Black Panther: Wakanda Forever

Het rommelt in Wakanda

Angela Bassett as Ramonda in Marvel Studios’ Black Panther: Wakanda Forever. Photo courtesy of Marvel Studios. © 2022 MARVEL.

Wakanda Forever is van alles door elkaar, maar toch vooral: een drie uur durend rommeltje, waarin veel superhelden-tropes worden afgevinkt maar niets overtuigt. Behalve de ontroerende manier waarop afscheid wordt genomen van Chadwick Boseman.

Zo doe je dat, afscheid nemen. Het was een van de interessantste vragen die de opvolger van Black Panther (2018) omringde: hoe zou regisseur Ryan Coogler omgaan met het wegvallen van zijn charismatische hoofdrolspeler, acteur Chadwick Boseman die in de eerste film de Black Panther speelde?

Het antwoord: door dat naturel in het verhaal te verweven. De dood van de Black Panther is geen plothole waar plichtmatig een paar bijzinnen aan worden besteed, het is het vertrekpunt van Black Panther: Wakanda Forever. In de openingsscènes overlijdt Bosemans personage T’Challa. Hij wordt begraven, bezongen, herdacht – en ook in de rest van de film duikt hij op, inclusief een paar ontroerende beelden aan het eind. Daarbij wordt de juiste toon gevonden, in hoog tempo maar niet te gehaast, ontroerend maar niet sentimenteel.

Helaas is dit een van de weinige geslaagde elementen van Wakanda Forever. De hoofdlijn van de film speelt zich een jaar na T’Challa’s overlijden af. Zijn thuisland Wakanda, rijk door de zeldzame grondstof vibranium, is in crisis. T’Challa’s zusje Shuria – keurig gespeeld door Letitia Wright, ze doet wat ze kan om Bosemans gemis te dragen – worstelt met de leegte die haar broer achterliet. Waarom kon ze hem niet beschermen? Hoe moet het verder met het koninkrijk Wakanda, nu dat onder drukt komt te staan door de plotse verschijning van de gevaarlijke Namor?

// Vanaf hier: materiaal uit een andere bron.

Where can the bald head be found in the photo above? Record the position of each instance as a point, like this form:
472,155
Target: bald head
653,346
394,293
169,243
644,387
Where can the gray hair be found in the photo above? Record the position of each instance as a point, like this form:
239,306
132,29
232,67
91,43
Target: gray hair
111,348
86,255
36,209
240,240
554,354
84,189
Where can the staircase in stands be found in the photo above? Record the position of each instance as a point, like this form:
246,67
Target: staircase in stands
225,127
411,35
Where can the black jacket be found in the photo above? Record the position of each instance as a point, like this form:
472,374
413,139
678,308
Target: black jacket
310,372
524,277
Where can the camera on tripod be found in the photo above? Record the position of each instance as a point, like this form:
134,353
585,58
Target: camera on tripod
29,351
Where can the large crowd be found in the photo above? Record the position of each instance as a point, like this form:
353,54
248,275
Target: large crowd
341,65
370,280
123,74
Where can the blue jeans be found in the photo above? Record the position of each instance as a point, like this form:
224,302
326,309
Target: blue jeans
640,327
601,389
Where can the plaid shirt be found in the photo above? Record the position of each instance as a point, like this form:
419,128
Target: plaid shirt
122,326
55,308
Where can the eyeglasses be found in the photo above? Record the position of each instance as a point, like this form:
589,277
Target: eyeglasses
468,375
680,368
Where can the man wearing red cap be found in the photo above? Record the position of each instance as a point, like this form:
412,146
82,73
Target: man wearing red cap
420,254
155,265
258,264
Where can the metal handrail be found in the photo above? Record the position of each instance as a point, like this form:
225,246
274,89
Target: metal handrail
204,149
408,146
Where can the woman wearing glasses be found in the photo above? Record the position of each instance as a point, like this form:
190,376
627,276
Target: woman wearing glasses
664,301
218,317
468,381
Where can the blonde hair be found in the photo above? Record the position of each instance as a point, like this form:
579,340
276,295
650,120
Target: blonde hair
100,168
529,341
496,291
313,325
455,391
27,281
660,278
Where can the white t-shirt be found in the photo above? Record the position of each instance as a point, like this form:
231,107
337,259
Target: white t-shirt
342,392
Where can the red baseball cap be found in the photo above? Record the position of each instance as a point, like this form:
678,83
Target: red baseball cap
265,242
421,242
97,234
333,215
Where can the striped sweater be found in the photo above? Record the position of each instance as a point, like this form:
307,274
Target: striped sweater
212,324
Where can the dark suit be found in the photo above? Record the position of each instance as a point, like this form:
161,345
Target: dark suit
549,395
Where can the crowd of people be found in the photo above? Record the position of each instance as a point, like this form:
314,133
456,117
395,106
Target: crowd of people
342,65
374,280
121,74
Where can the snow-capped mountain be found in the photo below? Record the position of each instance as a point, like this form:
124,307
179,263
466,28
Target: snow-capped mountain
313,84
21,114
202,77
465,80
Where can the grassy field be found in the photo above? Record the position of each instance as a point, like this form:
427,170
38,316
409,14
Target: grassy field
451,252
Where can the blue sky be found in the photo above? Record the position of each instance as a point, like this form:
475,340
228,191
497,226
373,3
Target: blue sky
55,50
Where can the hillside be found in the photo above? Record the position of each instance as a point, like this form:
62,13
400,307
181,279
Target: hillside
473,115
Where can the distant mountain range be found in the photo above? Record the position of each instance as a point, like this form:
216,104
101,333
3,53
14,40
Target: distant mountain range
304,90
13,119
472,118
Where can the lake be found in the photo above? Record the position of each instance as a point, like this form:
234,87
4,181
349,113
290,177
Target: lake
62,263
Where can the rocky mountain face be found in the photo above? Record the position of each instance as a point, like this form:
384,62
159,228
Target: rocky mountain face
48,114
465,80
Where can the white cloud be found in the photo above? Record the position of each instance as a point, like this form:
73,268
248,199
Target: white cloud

Namor is een schurk die min of meer alles lijkt te kunnen: in gevechten beschikt hij over grenzeloze kracht, hij vliegt en zwemt en incasseert, hij krijgt iedereen moeiteloos tegen de vlakte. Vreemd genoeg heeft hij ondanks al zijn talenten de hulp van Wakanda nodig om een geniale scholier in Amerika te vinden, Riri alias Ironheart (haar eigen spin-off staat al in de steigers voor volgend jaar).

Er zitten veel meer van zulke onzorgvuldigheden in Wakanda Forever. Diep in het verhaal schuilen wel wat wezenlijke thema’s, zoals de Amerikaanse neiging tot kolonialisme, en natuurlijk de vraag hoe om te gaan met de erfenis van een verdwenen superheld. Maar het blijft allemaal jammerlijk oppervlakkig; onderwerpen worden aangestipt maar niet uitgediept. Wakanda Forever is vooral een drie uur durend rommeltje, waarin veel tropes van het superheldengenre worden afgevinkt maar waarin behalve dat wegvallen van T’Challa niets echt overtuigt. De dialogen zitten vol uitleg, de actiesequenties zijn opvallend flets vormgegeven, de algehele spanningsboog hapert en sputtert.

The black panther is a relic“, fluistert Shuria op zeker moment verdrietig, wanneer duidelijk begint te worden dat Namor een serieuze bedreiging vormt voor Wakanda. Het duurt dan nog zeker een uur voor het onvermijdelijke gebeurt: zij zelf wordt de opvolger van haar broer. Niet slecht bedacht, fijn om dat panterpak weer in actie te zien, maar het is dan te laat om de film nog te redden.